Une nouvelle expression est apparue dans le vocabulaire des spécialistes américains de l’antiterrorisme : le terroriste « fait maison ». Depuis quelques mois, une inquiétante série noire d’actions terroristes ou de tentatives avortées de complots a soudain placé sous le feu des projecteurs ces musulmans détenteurs de passeports américains, qui décident de partir en guerre contre les États-Unis et leur culture, au nom d’Allah. Il y a tout d’abord eu la terrible tragédie de Fort Hood en novembre, lors de laquelle le commandant Nidal Malik Hasan, un médecin américain d’origine pakistanaise, a tué 13 de ses compagnons d’armes. Au mois de décembre, on découvrait qu’un jeune Américain pakistanais, Najibullah Zazi, au centre d’un complot qui visait à planifier des attaques terroristes dans le métro de New York, avait été dévoilé. Puis, début mai, c’était au tour de l’Américain pakistanais Faisal Shahzad de faire la une de l’actualité, pour avoir tenté de faire exploser une voiture bourrée d’explosifs, à Times Square. Comme tous les autres auteurs des drames des derniers mois, Faisal était en apparence un Américain moyen « comme un autre ».

« Elle se croyait immunisée »

Ce nouveau type de profil terroriste est un choc pour une Amérique qui restait persuadée de la supériorité de son modèle d’intégration. « Pour elle, les terroristes musulmans ne pouvaient venir que d’ailleurs, et notamment d’une Europe dont l’ascenseur social bloqué expliquait la radicalisation des populations musulmanes immigrées », note Justin Vaisse, de la Brookings Institution. L’Amérique avait tendance à opposer la réussite économique de ses musulmans à ce qui se passait en Europe. « Elle se croyait immunisée mais c’était une erreur. Les Américains découvrent que le niveau socio-économique n’est pas le facteur essentiel d’une démarche terroriste.

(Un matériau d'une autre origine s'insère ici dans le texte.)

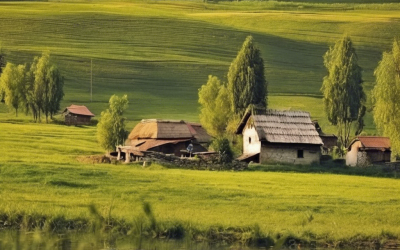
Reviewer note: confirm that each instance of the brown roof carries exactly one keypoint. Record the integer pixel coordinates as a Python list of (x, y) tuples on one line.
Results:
[(373, 142), (147, 144), (199, 133), (282, 126), (78, 110), (167, 130)]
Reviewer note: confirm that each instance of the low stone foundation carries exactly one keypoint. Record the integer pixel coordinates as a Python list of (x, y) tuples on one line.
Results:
[(203, 162)]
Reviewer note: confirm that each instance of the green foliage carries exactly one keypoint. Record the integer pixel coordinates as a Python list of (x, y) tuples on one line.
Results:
[(342, 90), (47, 86), (386, 96), (111, 127), (223, 147), (12, 82), (38, 90), (246, 80), (215, 110)]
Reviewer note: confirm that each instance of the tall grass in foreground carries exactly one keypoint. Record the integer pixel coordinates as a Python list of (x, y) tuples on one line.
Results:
[(42, 184)]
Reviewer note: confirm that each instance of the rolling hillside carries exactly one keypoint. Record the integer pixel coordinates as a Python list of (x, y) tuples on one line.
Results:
[(160, 53)]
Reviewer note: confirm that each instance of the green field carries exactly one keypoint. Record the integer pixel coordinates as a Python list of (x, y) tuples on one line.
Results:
[(40, 176), (161, 52)]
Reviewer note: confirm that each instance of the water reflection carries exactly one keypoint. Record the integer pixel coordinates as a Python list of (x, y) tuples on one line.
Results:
[(20, 240)]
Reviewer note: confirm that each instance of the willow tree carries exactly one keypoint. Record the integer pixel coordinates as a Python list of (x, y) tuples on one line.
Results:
[(246, 80), (111, 127), (342, 90), (386, 96), (215, 108)]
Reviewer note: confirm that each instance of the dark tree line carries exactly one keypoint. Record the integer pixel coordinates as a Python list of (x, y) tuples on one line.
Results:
[(36, 88)]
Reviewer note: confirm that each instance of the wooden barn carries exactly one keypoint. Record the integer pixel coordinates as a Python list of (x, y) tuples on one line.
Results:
[(272, 136), (367, 150), (168, 136), (77, 115)]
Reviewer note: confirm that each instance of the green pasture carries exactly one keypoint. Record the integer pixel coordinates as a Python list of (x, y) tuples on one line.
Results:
[(40, 176), (161, 52)]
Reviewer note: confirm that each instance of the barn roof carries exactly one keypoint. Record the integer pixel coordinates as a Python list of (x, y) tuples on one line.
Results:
[(79, 110), (147, 144), (167, 130), (282, 126), (373, 142), (199, 133)]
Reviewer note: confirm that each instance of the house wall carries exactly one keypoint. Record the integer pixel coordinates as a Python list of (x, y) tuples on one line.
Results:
[(352, 155), (71, 119), (170, 148), (288, 153), (251, 142)]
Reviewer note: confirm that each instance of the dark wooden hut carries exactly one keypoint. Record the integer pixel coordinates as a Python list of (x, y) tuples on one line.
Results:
[(168, 136), (77, 115), (367, 150)]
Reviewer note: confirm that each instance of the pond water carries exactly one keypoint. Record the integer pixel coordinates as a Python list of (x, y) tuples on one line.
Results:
[(38, 240), (21, 240)]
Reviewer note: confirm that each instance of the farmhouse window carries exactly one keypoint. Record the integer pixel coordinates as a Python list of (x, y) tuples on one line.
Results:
[(300, 153)]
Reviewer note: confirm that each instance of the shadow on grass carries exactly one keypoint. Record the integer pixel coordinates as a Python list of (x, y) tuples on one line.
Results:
[(330, 167)]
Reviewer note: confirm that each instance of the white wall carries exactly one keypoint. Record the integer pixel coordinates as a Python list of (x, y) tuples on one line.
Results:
[(254, 146), (351, 156)]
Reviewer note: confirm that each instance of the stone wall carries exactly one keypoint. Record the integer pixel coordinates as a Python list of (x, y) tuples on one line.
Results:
[(286, 153)]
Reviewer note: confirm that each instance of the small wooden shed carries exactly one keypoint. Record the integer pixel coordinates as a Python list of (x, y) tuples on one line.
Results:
[(77, 115), (274, 136), (366, 150), (168, 136)]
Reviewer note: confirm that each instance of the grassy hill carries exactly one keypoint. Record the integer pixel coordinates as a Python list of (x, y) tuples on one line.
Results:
[(42, 183), (161, 52)]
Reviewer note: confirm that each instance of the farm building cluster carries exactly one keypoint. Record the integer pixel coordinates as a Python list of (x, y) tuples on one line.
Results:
[(269, 136)]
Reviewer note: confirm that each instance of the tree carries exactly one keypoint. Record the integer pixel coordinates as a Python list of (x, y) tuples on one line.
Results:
[(223, 147), (2, 65), (111, 127), (342, 90), (386, 96), (47, 87), (12, 82), (215, 106), (246, 80)]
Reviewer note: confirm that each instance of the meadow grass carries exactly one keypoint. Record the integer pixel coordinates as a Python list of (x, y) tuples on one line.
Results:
[(161, 52), (41, 178)]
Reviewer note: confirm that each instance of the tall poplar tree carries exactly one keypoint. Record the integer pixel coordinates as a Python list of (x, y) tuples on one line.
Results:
[(246, 80), (12, 82), (386, 96), (215, 108), (342, 90), (111, 127)]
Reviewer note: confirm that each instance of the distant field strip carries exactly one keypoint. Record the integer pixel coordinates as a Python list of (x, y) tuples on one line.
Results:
[(160, 53)]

Il s’agit de quelque chose de beaucoup plus existentiel qui mérite d’être étudié de près », poursuit Vaïsse.

C’est aussi ce que pense aujourd’hui l’expert Geneive Abdo, qui dans une interview à l’agence AP soulignait récemment l’importance de l’idéologie véhiculée par Internet dans le processus de rupture. « La globalisation a changé la nature de l’intégration », disait-il, soulignant qu’aujourd’hui les minorités musulmanes peuvent rester en immersion dans leur pays d’origine via Internet. L’imam radical n’a pas besoin de se trouver à New York pour enflammer les candidats au djihad. Le commandant Hasan et Faisal Shahzad écoutaient tous les sermons de l’imam américano-yéménite Anwar al-Awlaki avant de passer à l’acte. Ce dernier avait d’ailleurs été un Américain musulman intégré avant de fuir au Yémen pour y devenir un chantre du djihad.

Risque de chasse aux sorcières

La question lancinante que se posent aujourd’hui les décideurs américains est de savoir quel type de réponse opposer à ce nouveau phénomène. Se gaussant des ouvertures jugées « naïves » de Barack Obama vers les communautés musulmanes, certains républicains, menés par le sénateur indépendant Joe Lierberman, insistent sur une vigilance accrue vis-à-vis des populations dites « à risque » et ont par exemple poussé à l’ouverture du dossier Fort Hood, dont une partie demeure secret défense. Mais les responsables de l’Administration Obama soulignent que cette vigilance ne doit en aucun cas déboucher sur une chasse aux sorcières qui aggraverait le sentiment de marginalisation des musulmans aiguisé par les récentes affaires. « L’équilibre est difficile à trouver. Il faut à la fois prendre des mesures intrusives qui permettent la vérification de la loyauté des populations comme les services de renseignements le font fréquemment en France, tout en ne se mettant pas à dos les populations musulmanes », dit Vaïsse. Un dosage presque impossible à réaliser, alors que la majorité américaine réclame plus de sécurité.